The reason is that the lungs have a large surface area with one single cellular membrane that separates the drug from the blood stream. "Like crack, cocaine and nicotine, it's a very efficient and rapid way to get in the body," said Doering.
When cannabis is eaten, the absorption rate is slow and the duration is longer.
"The person is not apt to get what they are looking for -- the familiar high they get in smoking," he said. "Only 4 to 20 percent of the THC even makes it to the bloodstream at all. A good portion is destroyed in the stomach or the first pass through the liver."
"Where the problem comes in when a person expects to get that familiar buzz, decides it's not working, and eat another brownie," said Doering.
"I truly think that edible dosage forms are going to be immensely unpopular with the recreation user whose primary goal is to get high and to get high now," he said. "Of course, if one is good, two must be better. And if two is not enough, then four would be that much better."

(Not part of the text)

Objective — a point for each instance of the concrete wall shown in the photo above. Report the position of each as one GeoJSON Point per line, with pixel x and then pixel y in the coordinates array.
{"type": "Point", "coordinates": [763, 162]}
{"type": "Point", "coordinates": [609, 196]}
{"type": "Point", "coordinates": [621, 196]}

Doering concedes that "few people have died of overdoses" on THC. But anxiety attacks are common.
"You feel like you are going to die," he said. "The body releases adrenaline, there can be nausea, vomiting and profuse sweating – all the things that go along with someone who might smoke an extra potent marijuana or hashish."
Meanwhile, Colorado has continued to consult with experts in food safety and regulation. Edible products manufacturers, public health officials, state regulators and laboratory owners were part of a series of meetings last fall and some new rules are being phased in this year.
"We just need to continue to refine the rules as we go," said Department of Revenue spokeswoman Serna. "It's a new industry and we are always looking for feedback from law enforcement and experts in the field. We are really working together and trying to make sure we do a really good job and everyone has a seat at the table."